Where things get interesting for me is when Winterson talks about the similarities between people and what she (and others) want to call “alternative” or “autonomous” instead of artificial intelligence. She writes:

“AI is trained on our data. Humans are trained on data too – your family, friends, education, environment, what you read, or watch. It’s all data.”

The metaphor is blunt and wrong — AIs possess data while we experience it, and we live with consciousness and intentionality within contexts of place and time while AIs have no sense of self, purpose, or contiguous existence beyond the processes they run, for starters — but it shows how our evolving opinions about AI are changing our opinions of ourselves.

As AI becomes more common in our everyday lives, will other people begin to seem less special to us?

Will we trust one another in the same ways when AIs can collect and present information to us in faster and apparently more authoritative ways?

Once we become dependent on AI for helping us make decisions (or making them for us), what will that do to our perceptions of our own independence or even purpose?

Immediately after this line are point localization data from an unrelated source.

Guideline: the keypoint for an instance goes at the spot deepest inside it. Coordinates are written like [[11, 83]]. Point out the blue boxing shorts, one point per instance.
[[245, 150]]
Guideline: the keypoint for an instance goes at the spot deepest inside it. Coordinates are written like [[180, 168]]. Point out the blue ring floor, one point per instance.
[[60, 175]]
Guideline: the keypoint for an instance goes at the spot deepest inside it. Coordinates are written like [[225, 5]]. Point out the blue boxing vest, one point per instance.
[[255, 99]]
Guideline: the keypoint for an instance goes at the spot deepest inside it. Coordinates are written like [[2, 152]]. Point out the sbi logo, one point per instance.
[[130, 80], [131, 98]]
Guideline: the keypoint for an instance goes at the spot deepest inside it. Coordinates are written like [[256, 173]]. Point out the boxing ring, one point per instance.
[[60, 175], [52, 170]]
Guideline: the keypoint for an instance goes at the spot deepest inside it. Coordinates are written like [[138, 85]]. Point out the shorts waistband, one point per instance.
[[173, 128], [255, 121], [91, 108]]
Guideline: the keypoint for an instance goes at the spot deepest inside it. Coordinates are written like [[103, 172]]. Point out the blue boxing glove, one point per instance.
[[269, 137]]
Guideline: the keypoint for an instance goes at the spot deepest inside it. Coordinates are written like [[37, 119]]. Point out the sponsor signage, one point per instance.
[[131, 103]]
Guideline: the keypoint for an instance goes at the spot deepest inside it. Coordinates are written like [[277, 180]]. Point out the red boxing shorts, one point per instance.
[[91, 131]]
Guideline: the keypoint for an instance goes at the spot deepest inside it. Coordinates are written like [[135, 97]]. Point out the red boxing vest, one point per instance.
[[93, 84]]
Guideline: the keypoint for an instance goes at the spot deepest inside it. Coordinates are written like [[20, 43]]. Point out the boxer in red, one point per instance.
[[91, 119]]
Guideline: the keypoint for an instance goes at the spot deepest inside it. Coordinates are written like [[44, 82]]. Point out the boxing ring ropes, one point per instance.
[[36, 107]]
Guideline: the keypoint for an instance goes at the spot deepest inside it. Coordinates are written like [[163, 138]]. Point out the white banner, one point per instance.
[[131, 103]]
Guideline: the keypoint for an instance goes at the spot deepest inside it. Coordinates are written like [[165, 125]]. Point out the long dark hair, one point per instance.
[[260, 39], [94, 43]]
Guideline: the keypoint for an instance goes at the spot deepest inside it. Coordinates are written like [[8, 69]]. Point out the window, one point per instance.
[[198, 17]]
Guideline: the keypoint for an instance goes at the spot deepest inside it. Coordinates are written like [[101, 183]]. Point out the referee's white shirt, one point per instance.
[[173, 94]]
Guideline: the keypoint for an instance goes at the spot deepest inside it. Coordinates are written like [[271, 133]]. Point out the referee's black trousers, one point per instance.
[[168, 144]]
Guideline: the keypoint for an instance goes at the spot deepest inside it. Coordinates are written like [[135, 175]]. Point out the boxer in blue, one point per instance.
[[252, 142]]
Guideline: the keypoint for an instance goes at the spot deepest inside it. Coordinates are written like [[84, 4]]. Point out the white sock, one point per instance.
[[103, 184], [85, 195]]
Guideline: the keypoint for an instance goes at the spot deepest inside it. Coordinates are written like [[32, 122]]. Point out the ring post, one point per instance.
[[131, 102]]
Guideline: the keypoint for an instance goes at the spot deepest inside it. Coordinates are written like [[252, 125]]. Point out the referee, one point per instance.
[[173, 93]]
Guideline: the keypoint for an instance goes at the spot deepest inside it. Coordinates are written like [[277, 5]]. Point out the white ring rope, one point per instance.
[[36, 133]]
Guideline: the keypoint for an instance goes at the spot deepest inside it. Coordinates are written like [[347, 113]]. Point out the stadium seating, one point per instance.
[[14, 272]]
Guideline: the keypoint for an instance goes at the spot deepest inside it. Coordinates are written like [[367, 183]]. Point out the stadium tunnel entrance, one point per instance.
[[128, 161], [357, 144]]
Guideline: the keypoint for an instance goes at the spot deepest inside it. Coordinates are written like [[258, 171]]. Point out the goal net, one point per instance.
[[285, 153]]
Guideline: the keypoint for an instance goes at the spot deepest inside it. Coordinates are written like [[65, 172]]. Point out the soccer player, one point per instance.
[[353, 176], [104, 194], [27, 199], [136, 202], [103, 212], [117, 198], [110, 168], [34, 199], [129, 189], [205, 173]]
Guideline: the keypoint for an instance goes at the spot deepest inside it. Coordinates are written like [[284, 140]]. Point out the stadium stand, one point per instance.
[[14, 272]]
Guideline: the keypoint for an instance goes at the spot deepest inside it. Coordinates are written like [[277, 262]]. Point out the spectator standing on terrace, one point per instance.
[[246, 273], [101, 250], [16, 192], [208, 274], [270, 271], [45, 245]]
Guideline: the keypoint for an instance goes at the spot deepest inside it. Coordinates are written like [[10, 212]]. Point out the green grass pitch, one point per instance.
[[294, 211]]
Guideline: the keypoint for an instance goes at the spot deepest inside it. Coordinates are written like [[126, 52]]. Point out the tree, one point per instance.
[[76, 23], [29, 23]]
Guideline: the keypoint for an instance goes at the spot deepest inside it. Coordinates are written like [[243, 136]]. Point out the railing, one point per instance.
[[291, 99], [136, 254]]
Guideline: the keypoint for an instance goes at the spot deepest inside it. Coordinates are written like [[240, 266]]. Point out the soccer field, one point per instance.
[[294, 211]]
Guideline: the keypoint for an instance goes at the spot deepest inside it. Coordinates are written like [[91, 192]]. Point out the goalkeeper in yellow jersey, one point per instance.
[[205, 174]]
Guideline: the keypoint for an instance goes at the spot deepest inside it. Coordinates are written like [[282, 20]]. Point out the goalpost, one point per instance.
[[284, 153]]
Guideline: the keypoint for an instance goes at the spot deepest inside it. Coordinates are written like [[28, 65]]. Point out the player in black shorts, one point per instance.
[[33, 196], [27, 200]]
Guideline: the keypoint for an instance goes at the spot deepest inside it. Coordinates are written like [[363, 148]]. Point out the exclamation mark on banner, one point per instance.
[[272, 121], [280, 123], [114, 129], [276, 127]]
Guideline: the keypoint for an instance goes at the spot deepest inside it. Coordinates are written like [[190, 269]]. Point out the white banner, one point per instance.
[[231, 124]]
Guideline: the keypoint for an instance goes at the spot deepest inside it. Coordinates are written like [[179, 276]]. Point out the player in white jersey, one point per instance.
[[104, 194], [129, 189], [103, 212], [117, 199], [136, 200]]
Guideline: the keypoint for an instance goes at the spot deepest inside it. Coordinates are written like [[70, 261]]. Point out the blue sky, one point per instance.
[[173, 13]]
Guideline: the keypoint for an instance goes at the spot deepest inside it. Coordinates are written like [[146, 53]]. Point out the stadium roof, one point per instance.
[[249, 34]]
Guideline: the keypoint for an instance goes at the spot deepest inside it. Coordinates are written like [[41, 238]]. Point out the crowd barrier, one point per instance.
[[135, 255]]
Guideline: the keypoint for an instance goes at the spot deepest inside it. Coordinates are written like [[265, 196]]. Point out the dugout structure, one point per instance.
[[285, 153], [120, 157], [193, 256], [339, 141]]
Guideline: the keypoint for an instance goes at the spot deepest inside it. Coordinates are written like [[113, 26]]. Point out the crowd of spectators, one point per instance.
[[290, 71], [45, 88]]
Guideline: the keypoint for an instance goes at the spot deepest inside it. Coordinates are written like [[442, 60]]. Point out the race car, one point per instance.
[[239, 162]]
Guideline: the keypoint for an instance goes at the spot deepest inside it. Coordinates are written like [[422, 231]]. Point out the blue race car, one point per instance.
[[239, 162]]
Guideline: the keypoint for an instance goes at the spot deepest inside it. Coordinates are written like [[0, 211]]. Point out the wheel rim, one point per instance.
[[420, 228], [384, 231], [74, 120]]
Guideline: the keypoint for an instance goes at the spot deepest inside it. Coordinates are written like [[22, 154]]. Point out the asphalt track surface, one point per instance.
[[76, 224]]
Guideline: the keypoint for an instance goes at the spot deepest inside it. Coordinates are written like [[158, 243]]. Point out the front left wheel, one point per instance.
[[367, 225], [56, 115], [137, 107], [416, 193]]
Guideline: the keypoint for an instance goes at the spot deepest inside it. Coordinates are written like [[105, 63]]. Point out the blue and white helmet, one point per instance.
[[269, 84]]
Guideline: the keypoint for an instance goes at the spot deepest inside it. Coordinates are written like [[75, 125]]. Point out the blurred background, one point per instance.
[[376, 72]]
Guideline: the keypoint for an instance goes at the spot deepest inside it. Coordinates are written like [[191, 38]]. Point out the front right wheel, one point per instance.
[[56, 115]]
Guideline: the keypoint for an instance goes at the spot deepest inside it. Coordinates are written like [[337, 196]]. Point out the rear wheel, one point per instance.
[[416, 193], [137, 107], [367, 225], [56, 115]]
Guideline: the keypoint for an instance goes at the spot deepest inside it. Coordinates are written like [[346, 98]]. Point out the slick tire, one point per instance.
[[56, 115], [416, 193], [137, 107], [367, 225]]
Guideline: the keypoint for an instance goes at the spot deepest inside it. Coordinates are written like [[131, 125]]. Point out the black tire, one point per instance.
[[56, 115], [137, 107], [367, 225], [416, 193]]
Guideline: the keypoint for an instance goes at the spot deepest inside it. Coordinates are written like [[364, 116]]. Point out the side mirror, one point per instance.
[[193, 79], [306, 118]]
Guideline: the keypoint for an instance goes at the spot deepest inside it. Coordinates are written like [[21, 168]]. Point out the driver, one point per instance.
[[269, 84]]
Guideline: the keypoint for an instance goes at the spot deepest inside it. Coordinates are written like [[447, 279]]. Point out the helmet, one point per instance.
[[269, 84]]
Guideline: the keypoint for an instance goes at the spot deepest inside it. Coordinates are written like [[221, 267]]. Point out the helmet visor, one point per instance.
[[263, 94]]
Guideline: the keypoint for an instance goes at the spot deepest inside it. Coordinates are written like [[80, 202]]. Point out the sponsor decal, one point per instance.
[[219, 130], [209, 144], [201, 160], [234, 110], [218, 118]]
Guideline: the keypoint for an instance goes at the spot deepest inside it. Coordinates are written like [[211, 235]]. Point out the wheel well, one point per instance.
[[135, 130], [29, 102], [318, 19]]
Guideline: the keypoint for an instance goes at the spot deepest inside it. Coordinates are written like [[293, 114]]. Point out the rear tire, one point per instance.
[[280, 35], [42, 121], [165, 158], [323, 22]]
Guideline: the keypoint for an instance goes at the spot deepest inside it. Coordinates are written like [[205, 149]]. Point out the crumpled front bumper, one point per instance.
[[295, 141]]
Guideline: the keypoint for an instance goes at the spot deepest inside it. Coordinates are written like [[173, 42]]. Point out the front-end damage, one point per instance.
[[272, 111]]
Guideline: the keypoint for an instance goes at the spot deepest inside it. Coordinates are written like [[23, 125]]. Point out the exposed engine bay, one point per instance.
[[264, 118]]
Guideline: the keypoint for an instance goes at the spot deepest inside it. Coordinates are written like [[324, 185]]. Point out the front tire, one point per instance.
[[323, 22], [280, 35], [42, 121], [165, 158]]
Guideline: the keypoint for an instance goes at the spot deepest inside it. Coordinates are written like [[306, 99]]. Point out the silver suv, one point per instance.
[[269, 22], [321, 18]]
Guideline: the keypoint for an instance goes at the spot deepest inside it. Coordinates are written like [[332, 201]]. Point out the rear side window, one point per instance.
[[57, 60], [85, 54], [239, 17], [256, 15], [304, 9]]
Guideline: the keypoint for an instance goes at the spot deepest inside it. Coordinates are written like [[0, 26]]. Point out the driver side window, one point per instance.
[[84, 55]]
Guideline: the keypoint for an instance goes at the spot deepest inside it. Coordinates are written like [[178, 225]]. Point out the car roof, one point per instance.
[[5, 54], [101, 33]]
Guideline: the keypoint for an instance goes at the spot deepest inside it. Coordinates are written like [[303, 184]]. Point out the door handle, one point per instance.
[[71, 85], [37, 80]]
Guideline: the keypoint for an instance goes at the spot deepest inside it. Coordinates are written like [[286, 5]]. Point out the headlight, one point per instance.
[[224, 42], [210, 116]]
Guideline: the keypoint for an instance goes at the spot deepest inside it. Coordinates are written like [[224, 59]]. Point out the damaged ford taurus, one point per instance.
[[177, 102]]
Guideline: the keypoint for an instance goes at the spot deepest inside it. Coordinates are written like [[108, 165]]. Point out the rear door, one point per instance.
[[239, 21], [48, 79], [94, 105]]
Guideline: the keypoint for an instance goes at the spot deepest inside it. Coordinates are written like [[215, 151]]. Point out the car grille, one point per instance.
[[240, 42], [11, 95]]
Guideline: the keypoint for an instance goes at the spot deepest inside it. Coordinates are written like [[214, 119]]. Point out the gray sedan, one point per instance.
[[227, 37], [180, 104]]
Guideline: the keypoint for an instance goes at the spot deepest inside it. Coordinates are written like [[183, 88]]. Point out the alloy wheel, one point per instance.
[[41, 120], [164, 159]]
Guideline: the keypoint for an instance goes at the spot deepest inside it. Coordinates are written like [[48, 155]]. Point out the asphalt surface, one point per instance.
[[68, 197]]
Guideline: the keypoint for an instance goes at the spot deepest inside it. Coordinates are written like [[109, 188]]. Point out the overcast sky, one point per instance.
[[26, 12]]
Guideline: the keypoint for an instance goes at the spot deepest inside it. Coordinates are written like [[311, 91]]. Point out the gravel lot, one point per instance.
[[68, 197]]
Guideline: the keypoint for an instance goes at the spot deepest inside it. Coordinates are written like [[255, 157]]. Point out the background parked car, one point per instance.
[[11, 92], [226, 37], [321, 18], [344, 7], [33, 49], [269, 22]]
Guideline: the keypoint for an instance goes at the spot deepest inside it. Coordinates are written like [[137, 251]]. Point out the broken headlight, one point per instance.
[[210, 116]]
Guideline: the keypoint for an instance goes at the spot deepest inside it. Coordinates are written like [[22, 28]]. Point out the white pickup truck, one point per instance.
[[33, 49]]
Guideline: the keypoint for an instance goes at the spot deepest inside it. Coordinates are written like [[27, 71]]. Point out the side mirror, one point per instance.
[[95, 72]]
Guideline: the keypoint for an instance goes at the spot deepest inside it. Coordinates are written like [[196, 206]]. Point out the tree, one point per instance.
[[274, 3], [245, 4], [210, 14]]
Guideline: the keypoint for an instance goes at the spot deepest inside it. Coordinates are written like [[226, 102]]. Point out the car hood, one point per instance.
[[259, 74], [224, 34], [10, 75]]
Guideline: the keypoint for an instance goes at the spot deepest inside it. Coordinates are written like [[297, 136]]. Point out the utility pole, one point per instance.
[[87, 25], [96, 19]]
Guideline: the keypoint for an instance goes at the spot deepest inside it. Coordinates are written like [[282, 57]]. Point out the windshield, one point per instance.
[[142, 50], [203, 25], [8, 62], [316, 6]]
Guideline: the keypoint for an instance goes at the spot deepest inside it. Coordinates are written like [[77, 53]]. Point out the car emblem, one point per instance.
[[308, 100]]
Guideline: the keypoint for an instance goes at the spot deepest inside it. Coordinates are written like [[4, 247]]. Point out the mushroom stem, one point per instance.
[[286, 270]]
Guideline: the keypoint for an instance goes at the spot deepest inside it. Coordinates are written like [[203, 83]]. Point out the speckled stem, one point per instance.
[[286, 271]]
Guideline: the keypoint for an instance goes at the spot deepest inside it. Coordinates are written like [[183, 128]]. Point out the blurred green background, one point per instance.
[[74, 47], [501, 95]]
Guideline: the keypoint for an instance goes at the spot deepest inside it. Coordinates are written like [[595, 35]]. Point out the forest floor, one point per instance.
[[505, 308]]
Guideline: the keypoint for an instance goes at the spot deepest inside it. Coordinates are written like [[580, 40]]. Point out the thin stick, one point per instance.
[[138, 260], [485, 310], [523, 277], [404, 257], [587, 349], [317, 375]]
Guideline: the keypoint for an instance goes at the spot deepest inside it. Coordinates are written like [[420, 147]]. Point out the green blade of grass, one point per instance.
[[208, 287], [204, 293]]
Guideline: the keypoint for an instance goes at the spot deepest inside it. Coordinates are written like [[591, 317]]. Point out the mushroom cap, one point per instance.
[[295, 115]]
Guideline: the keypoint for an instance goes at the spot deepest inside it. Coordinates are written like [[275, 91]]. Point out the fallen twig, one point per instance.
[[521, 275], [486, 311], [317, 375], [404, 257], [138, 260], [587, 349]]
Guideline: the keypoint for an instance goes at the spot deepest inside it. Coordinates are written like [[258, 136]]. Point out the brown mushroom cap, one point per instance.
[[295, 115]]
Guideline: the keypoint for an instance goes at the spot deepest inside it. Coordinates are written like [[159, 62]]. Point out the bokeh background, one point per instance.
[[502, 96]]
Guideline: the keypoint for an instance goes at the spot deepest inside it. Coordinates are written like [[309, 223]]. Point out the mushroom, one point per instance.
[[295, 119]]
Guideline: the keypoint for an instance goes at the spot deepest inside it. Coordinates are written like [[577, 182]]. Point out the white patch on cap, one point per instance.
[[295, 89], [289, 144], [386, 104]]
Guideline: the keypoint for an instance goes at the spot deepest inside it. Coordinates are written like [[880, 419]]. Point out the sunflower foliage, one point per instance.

If AIs can do what we once did, will we simply discover new things (as its proponents claim), or will we feel cast adrift, not to mention struggle to earn a living?

If we’re just machines, AIs are undoubtedly better ones, so the metaphor sets up an intriguing and somewhat frightening comparison.

At the end of Winterson’s essay, she states that the evolving capabilities of AI represents something “more than tech.”

What about the changes we’re seeing in ourselves?

Maybe OpenAI can ask its model to write the answer to that one.

My bet is that it’ll be a horror story.